With the prolonged wait for April to enter labor, some people had questioned if the pregnancy was an April Fools' Day joke, and other conspiracy theories had also been put forward. Prior to the birth, April's veterinarian Dr. Tim Slater stated that despite a great sense of anticipation, the birth of her calf was not considered overdue. On April 8, 2017, April's zookeeper Allysa Swilley and caretaker Corey Dwyer stated that April was big, full of milk and "closer" to giving birth, but at this time, the calf is "just not coming out." A live stream of April's pregnancy has been posted to the video-sharing site YouTube. A minor controversy resulted when YouTube briefly removed the stream in late February 2017 following complaints from animal activists of the video allegedly violating standards in regards to nudity and sexual activity. Following thousands of complaints from YouTube users, the stream was restored to the website within an hour.

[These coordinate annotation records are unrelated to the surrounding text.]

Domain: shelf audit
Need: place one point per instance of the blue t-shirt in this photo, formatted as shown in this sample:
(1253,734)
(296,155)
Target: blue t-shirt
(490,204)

On April 15, 2017, Animal Adventure Park announced April had gone into labor, noting that the calf's hooves had come out of the womb and that it would take between 30 minutes and two hours from that point to complete the birth. The calf, a male with a height of 5.75 ft and weighing 129 lb, was born at approximately 9:54 a.m. Eastern Time. The giraffe cam was shut off at 4:30 p.m. Eastern Time on April 21, with the staff appearing on camera before the shutoff to express their thanks. As a result of a name-the-baby contest, the calf was named Tajiri, from the Swahili language word for "hope".

On July 25, 2018, Animal Adventure Park announced that April and Oliver had conceived a second time earlier in the year. This calf, also a male, was born at 12:43 p.m. Eastern Time on March 16, 2019; as with Tajiri's birth, the birth was live-streamed on the Internet, with 300,000 viewers at the time of birth. The calf, named Azizi (Ah-Zee-Zee), weighed 139 pounds with a height of 5 feet and 11 inches. He was on his feet at 1:27 pm; and was observed nursing at 1:51 pm.

April was placed on birth control in June 2019 and entered senior care after her handlers observed behavior that made them believe that further calf bearing would be hazardous to her health. During her retirement, she was housed with her two youngest children, Tajiri and Azizi. Subsequently Animal Adventure Park acquired another female giraffe, Johari, to continue breeding of the species with Oliver.

On November 25, 2019, it was announced that Azizi, April's youngest calf, was moving to the East Texas Zoo & Gator Park in Grand Saline, Texas, in spring 2020, because he was growing faster than older brother Tajiri, and also taking to alfalfa hay and a fortified pelleted giraffe diet early on in his development.

The East Texas Zoo and Gator Park announced that Azizi died unexpectedly on October 27, 2020. He had recently received treatment for a parasitic issue; the treatment regimen appeared to be working, and Azizi was showing signs of improvement. On October 27, however, Azizi was unable to stand, and he died during a veterinary examination. Post-mortem review revealed a twisted gut around his cranial mesenteric artery, which was ultimately the cause of his death. This condition was entirely unexpected and unpreventable.

On April 2, 2021, sixteen days before her 21st birthday, Animal Adventure Park announced that April had been euthanized at the age of 20 because of worsening arthritis. She was cremated and her ashes were returned to the park.